Yosephine menjelaskan, pada Pasal 8 UU tersebut, setiap anak berhak memperoleh pelayanan kesehatan, termasuk vaksinasi Covid-19.
Baca juga: Satgas Covid-19 Kota Sorong Tangkap Penumpang Pesawat yang Bawa Kartu Vaksin dan Surat PCR Palsu
Baca juga: Yosephine Wandosa: Anak Punya Hak untuk Vaksin Covid-19
Dikatakan, pemberian layanan kesehatan yang terbaik kepada seorang anak, tidak mesti selalu berdasarkan perspektif orangtua.
"Seorang anak memiliki hak individu dan menentukan pilihannya, orangtua hanya sebagai pendamping dan mengarahkan," ujarnya.
Berbicara soal hak anak, tegas dia, bukanlah isu yang baru. Sebab sejak tahun 1923, sudah ada rilis 10 hak anak yang dikemukakan aktivis perempuan di dunia.

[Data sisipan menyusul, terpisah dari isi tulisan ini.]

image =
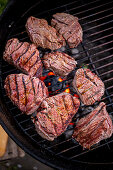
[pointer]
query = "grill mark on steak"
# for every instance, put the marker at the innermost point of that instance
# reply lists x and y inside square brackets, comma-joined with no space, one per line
[86,90]
[10,42]
[9,86]
[17,88]
[30,57]
[24,90]
[55,127]
[60,21]
[33,86]
[22,54]
[38,59]
[89,78]
[63,98]
[94,94]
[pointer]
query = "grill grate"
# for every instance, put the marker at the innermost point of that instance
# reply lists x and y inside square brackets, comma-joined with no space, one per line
[96,50]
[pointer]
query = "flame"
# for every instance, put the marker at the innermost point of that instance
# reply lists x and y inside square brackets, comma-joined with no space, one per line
[60,79]
[75,95]
[50,74]
[67,90]
[43,78]
[49,84]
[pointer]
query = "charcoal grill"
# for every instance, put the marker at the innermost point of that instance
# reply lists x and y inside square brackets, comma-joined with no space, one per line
[96,50]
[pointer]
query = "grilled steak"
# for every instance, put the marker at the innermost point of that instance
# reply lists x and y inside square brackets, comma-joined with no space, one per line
[43,35]
[24,56]
[68,26]
[25,92]
[89,86]
[93,128]
[57,112]
[60,63]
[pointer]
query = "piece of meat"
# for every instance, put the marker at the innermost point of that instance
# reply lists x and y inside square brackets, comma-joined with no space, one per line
[24,56]
[43,35]
[88,85]
[68,26]
[25,92]
[55,115]
[93,128]
[60,63]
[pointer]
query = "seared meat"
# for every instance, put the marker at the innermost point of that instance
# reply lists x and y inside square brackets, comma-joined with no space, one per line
[57,112]
[68,26]
[25,92]
[60,63]
[43,35]
[24,56]
[93,128]
[89,86]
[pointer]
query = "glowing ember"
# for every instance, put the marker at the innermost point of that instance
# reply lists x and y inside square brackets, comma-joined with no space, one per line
[49,84]
[75,95]
[71,124]
[43,78]
[67,90]
[60,79]
[50,74]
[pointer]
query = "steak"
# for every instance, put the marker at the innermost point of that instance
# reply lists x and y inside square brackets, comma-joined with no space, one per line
[25,92]
[60,63]
[93,128]
[88,85]
[68,26]
[43,35]
[24,56]
[55,115]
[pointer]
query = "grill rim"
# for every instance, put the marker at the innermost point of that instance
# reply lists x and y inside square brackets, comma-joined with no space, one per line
[8,128]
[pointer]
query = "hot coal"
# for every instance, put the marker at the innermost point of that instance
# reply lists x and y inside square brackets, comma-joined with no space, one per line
[88,85]
[56,114]
[68,26]
[43,35]
[94,127]
[60,63]
[24,56]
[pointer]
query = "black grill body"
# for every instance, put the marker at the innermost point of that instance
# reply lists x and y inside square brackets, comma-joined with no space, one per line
[96,50]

Adapun hak anak yang disuarakan; hak akan nama dan kewarganegaraan, kebangsaan, persamaan dan non diskriminasi, perlindungan, bermain, serta rekreasi.
Selanjutnya dalam deklarasi aktivis perempuan itu, seorang anak punya hak akan mendapatkan makanan, kesehatan, dan berpartisipasi dalam pembangunan.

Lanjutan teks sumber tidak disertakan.